A filha de Viviane estava avançando na carreira. Aos 22 anos, ela havia sido contratada por um escritório de advocacia e tinha recebido uma proposta para trabalhar em uma agência bancária, quando tudo aconteceu, em 30 de março. A jovem fazia tratamentos psiquiátricos e tinha tentado tirar a própria vida havia um tempo. “Eu não suspeitava de nada, mas, quando recebi a notícia, logo imaginei que pudesse ter algo envolvido com o ‘tal’ grupo que a amiga dela participava. Veio na minha mente de imediato”, detalhou.
Substância química
O produto tóxico capaz de matar em minutos, encontrado em sites da internet, foi tomado primeiro, em fevereiro deste ano, pela amiga da filha de Viviane. A mãe conta que a jovem ficou sensibilizada com a perda e se dispôs a ajudar, produzindo o inventário, uma vez que ela trabalhava em um escritório de advocacia.
“Na época em que casei, a mãe dela (da amiga), também casou-se, e tivemos as meninas na mesma época. As duas eram amigas de escola, estudaram juntas e, depois, tomaram rumos diferentes, como ocorre em toda a juventude.
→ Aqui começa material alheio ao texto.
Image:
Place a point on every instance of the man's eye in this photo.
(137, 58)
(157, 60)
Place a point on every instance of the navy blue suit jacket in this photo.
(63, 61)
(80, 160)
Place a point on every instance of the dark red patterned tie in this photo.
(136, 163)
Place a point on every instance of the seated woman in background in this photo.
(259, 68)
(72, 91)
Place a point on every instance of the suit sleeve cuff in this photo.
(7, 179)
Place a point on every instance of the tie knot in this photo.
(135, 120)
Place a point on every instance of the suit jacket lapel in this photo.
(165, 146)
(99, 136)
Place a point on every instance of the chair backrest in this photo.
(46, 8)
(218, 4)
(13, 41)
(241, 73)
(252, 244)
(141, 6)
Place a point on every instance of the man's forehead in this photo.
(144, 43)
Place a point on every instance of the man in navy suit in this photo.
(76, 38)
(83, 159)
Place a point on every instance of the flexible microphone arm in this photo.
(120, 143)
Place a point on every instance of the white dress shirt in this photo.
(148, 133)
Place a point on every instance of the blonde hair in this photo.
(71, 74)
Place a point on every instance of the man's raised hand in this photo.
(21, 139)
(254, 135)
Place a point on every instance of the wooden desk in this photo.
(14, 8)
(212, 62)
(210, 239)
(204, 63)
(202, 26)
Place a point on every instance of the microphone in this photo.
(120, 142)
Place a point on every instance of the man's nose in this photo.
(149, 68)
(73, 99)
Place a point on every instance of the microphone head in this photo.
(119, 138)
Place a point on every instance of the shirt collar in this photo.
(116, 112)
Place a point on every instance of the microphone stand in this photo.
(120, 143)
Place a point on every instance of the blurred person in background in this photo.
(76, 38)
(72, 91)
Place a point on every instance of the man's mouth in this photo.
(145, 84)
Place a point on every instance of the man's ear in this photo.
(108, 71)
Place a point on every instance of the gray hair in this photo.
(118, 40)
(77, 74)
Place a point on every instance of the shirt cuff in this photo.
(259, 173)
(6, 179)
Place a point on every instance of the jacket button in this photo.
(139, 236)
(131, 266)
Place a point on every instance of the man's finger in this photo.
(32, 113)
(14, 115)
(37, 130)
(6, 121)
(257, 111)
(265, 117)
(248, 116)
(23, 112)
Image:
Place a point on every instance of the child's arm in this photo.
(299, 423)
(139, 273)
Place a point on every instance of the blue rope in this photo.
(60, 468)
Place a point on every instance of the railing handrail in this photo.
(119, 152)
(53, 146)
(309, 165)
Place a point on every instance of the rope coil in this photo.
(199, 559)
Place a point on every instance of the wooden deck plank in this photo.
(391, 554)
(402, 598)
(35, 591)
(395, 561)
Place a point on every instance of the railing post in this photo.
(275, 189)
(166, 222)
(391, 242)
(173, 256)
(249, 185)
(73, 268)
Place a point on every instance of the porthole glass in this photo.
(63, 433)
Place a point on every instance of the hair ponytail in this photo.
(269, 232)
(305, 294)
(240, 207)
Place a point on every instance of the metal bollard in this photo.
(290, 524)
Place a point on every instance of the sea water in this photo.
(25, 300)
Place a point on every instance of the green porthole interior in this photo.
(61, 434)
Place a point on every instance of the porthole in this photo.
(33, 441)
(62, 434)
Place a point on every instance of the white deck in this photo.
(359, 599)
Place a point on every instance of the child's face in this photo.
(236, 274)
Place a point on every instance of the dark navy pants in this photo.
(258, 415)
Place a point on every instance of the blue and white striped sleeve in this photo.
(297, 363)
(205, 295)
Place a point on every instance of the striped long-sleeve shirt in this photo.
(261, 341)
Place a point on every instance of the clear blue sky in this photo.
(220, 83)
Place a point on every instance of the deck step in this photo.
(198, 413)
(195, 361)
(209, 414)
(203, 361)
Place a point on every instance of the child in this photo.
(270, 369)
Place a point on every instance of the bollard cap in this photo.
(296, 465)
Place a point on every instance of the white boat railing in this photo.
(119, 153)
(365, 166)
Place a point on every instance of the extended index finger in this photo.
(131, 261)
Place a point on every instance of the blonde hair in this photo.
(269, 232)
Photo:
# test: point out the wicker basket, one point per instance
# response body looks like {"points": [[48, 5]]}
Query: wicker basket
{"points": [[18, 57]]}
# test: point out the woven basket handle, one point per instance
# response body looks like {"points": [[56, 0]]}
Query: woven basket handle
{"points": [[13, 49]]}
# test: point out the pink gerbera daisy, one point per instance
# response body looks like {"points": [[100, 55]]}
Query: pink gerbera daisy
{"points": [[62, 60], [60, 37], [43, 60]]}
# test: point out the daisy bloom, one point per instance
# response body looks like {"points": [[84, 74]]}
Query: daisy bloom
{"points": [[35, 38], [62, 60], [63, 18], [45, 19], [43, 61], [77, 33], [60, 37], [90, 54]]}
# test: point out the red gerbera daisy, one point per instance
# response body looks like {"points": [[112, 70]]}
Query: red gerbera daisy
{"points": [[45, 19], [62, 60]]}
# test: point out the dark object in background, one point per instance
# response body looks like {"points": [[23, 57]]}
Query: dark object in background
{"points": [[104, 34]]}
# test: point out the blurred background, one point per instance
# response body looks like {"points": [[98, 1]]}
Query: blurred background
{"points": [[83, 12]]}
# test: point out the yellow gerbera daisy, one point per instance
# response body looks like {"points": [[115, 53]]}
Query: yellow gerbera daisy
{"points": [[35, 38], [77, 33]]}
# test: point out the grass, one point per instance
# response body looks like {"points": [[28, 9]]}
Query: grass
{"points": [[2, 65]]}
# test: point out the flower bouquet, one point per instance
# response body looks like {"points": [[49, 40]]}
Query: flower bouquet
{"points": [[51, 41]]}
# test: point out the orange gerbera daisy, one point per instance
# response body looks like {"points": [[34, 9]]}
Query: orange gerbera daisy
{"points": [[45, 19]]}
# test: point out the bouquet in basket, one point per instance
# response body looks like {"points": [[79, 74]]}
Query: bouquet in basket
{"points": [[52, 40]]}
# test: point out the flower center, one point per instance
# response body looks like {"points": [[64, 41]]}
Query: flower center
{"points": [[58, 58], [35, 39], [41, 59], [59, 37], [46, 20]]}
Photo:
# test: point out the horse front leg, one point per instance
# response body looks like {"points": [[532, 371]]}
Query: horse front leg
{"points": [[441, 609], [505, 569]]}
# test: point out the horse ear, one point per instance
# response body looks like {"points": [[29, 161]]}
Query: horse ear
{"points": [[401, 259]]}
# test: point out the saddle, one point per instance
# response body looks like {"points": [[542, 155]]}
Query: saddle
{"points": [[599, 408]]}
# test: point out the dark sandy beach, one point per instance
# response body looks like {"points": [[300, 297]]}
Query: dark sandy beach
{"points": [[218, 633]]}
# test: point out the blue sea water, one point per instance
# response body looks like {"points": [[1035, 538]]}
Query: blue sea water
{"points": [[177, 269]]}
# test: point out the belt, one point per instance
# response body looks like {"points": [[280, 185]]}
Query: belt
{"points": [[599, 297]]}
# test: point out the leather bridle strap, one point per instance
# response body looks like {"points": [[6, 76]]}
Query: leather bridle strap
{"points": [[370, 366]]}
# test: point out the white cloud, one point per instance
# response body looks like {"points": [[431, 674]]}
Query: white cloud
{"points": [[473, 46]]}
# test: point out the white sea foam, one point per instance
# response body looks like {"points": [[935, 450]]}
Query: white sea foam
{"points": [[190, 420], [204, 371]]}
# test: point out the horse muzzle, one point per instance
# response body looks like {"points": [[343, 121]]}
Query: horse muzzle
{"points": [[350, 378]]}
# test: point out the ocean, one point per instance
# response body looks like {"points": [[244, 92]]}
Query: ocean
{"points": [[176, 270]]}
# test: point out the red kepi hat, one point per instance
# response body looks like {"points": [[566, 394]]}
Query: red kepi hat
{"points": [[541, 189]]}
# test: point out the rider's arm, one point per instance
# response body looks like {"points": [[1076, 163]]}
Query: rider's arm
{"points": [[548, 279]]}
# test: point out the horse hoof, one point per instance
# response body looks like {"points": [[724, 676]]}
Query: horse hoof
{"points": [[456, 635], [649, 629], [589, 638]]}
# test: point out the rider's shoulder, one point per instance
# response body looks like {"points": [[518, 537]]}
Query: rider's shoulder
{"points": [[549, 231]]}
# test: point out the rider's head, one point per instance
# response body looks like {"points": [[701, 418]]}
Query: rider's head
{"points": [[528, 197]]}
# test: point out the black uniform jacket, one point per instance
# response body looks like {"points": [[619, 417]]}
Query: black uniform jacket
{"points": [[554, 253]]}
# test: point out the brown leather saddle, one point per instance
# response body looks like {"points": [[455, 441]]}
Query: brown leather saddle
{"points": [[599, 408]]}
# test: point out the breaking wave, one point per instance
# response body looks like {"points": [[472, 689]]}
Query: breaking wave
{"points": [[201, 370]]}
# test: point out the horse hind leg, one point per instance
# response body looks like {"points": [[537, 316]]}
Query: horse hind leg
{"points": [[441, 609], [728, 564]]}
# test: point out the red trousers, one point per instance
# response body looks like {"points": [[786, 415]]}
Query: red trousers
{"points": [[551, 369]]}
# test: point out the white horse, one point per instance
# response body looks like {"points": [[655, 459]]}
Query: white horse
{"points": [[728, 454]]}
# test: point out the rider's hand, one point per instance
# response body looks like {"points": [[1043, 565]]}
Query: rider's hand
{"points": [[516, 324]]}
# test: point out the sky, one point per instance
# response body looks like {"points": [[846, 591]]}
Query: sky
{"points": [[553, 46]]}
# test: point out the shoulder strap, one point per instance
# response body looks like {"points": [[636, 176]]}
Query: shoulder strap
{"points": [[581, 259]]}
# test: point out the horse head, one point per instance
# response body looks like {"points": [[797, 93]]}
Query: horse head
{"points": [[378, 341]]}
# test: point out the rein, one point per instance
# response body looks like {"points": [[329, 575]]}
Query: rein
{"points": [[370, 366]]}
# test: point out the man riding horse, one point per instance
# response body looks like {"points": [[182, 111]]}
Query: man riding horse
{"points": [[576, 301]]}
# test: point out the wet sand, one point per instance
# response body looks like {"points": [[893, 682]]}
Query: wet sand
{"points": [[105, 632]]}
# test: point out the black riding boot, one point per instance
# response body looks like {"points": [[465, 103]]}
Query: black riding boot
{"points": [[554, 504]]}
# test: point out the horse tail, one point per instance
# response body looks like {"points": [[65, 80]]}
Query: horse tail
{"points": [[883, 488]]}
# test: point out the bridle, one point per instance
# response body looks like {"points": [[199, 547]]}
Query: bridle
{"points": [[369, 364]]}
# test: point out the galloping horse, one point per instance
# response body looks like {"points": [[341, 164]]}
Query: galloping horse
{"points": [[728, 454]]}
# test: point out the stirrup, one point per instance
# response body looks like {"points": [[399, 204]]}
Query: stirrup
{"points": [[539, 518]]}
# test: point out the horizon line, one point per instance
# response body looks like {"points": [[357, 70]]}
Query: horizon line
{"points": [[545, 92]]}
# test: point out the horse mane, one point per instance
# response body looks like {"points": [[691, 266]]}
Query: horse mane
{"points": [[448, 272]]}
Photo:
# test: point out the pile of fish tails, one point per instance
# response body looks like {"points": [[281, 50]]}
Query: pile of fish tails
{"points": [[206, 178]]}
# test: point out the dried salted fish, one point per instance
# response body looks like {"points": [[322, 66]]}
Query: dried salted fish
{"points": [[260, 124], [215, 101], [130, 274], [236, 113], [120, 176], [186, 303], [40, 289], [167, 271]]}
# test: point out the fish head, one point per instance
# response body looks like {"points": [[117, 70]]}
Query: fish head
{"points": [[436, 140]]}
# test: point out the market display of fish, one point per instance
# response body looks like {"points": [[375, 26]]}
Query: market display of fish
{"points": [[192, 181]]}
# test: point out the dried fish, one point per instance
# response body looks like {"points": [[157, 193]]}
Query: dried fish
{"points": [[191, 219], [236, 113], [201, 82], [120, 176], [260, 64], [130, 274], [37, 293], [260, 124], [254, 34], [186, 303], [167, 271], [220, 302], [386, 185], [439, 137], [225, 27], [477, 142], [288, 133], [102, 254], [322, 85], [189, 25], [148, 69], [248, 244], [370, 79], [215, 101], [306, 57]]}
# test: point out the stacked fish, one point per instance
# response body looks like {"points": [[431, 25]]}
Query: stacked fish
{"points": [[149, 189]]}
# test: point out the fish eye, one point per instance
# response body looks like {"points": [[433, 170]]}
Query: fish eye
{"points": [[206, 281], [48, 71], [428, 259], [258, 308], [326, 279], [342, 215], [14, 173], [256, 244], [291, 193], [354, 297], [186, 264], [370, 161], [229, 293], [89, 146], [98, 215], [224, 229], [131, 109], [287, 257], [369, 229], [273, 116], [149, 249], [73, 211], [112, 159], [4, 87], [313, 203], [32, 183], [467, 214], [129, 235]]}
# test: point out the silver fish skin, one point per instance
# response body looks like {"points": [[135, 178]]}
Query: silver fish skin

Acontece que minha filha ficou muito comovida com a perda da colega e quis ajudar”, lembra Viviane.
A jovem soube das circunstâncias da morte da amiga e descobriu a fórmula da substância que a matou, os efeitos e o local de compra. Em desabafo, a filha de Viviane contou toda a situação à mãe. Pouco mais de um mês, a estudante adquiriu o produto por um site.
Após a morte da filha, Viviane registrou boletim de ocorrência na delegacia, onde tomou ciência sobre a existência de pessoas que estariam induzindo jovens ao suicídio. A empresária acredita que a filha não ingressou no grupo, mas defende que ela só tomou conhecimento do produto depois que a amiga soube dos efeitos da substância pela internet. “Eles precisam ser punidos. Eu sei que minha filha tinha depressão, mas eles a induziram, e incentivaram essa morte. Aproveitaram de uma pessoa fragilizada, a troco de nada”, pontuou.
Investigação
A 6ª Delegacia de Polícia (Paranoá) segue com as apurações para identificar outras possíveis vítimas dos criminosos, que teriam sido estimuladas a praticar o autoextermínio. Na noite dessa quarta-feira (29/9), o quarto integrante da associação criminosa foi preso após se apresentar em uma delegacia de Uberlândia (MG). No total, foram expedidos e cumpridos mandados de busca e apreensão em Goiânia (GO), Aparecida de Goiânia (GO), São Paulo (SP), São Roque (SP) e Rio de Janeiro (RJ). Os quatro estão presos preventivamente e cumprirão pena no Complexo Penitenciário da Papuda.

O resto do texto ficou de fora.